Los cambios en el protagonista se dan cuando conoce a Sheeni Saunders, una joven que se muestra más decidida y madura que el torpe Nick, y que además casi que lo obliga a convertirse en otro para poder quedarse con su amor. A él le gusta el cine de Fellini, a ella la “nouvelle vague”, y lejos de la pose canchera o la cita intelectual vacua, La chica de mis sueños toma prestado del espíritu de aquellas películas mencionadas un alter ego del propio Nick, Francois, un nombre que es un cliché en sí mismo y que es esa otra parte que este adolescente sin experiencia precisa para liberarse y aventurarse en situaciones que lo exceden. Francois es el deseo liberado, desenfrenado. Y la película no sólo que lo incorpora inteligentemente, sino que además nunca le pone un freno, lo deja ser, crecer.

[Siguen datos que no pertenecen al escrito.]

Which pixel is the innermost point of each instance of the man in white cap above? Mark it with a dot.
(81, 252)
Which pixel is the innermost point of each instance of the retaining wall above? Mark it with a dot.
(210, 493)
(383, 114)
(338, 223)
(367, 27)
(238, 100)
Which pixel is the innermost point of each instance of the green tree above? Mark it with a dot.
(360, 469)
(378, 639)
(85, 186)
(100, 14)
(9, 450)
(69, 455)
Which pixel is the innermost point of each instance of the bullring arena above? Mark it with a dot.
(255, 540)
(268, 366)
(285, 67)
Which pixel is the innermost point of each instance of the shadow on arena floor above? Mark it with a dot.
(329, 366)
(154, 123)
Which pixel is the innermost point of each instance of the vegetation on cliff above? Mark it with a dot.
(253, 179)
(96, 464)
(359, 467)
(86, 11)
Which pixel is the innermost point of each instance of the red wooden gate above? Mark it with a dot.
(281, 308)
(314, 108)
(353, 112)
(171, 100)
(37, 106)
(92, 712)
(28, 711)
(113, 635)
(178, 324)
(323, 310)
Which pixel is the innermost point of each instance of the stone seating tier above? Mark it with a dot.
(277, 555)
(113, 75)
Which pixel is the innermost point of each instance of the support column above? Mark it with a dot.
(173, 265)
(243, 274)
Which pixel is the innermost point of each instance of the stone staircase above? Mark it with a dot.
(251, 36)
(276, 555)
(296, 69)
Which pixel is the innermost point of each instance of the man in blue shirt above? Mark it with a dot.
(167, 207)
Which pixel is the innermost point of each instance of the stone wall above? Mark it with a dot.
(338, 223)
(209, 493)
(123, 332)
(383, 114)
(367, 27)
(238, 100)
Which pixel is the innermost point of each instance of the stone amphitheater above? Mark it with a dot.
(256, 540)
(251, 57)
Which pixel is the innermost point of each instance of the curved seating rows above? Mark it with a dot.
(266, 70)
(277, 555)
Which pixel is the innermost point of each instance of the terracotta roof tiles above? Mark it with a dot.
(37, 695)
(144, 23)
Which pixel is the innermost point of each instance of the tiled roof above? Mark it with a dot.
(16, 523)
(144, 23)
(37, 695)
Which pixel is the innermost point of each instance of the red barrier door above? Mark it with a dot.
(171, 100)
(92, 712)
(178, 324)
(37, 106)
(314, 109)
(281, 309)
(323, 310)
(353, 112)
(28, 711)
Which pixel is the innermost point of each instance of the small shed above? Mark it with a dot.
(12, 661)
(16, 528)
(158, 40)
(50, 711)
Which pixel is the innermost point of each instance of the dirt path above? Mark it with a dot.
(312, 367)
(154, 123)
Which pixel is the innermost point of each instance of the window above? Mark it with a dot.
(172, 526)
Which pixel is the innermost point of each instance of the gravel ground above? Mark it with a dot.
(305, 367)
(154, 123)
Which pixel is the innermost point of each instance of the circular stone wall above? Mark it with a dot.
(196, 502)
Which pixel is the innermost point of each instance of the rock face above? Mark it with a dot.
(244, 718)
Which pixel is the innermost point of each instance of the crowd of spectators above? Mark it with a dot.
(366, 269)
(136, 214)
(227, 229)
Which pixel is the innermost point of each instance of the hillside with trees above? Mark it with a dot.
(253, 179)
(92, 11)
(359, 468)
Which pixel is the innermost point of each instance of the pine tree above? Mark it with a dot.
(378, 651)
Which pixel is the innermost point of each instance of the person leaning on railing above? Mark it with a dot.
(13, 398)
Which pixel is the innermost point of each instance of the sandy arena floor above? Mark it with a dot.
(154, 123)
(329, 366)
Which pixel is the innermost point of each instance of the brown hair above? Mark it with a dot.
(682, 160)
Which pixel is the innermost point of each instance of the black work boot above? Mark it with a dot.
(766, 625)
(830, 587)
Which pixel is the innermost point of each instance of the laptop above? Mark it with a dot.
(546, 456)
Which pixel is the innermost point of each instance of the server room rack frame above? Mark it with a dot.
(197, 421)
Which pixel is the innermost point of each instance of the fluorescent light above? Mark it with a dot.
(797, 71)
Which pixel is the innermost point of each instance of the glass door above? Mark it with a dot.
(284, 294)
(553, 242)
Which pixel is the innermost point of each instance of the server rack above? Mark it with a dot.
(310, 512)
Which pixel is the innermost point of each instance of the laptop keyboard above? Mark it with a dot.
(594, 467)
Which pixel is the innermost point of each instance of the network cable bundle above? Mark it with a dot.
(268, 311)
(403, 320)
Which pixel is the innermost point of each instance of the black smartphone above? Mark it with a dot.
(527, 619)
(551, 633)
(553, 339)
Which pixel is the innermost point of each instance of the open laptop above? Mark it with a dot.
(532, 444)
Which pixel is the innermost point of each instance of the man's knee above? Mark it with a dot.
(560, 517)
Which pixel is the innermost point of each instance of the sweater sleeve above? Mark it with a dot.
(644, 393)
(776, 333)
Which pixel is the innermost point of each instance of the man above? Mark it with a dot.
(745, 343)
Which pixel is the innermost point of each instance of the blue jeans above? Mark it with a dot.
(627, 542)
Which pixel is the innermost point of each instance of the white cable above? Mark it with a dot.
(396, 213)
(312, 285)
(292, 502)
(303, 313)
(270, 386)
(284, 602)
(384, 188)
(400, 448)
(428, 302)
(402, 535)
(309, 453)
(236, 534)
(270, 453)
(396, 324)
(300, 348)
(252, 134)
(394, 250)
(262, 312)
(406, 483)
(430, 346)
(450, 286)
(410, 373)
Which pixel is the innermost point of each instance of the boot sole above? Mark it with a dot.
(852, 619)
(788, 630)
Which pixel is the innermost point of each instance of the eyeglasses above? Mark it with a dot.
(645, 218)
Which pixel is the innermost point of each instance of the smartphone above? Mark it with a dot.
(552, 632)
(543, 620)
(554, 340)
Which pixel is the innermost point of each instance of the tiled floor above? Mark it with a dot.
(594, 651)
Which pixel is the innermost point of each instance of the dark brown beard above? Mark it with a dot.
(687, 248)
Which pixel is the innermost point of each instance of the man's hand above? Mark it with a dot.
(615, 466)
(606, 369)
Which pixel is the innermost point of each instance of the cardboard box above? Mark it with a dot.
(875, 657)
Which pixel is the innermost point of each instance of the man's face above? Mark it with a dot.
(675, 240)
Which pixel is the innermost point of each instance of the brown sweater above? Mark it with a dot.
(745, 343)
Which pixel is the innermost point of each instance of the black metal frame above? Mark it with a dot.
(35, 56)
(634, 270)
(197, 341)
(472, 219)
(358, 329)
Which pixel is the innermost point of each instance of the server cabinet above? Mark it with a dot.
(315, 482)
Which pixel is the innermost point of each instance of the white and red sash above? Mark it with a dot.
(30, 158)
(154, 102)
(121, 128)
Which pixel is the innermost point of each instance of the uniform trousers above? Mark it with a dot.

Arteta, que viene haciéndose un lugar en la comedia televisiva y cinematográfica norteamericana, encuentra en esta adaptación de la novela de C. D. Payne, un material inmejorable para terminar de redondear muchos de sus temas recurrentes, como por ejemplo el contrapunto entre el bien y el mal como ocurría en Cedard Rapids. Y además encuentra no sólo en Cera y en Portia Doubleday dos protagonistas perfectos, sino en un reparto integrado por Jean Smart, Zach Galifianakis, Steve Buscemi, Fred Willard, Ray Liotta y Justin Long, una serie de personajes formidables para hacer este retrato de una América lejos de la postal fascinante.
La chica de mis sueños tiene un tema recurrente y trabaja sobre estereotipos, pero gana allí donde no se detiene: una juventud revoltosa que avanza sobre todo, una revolución hormonal motorizada por el combustible del amor.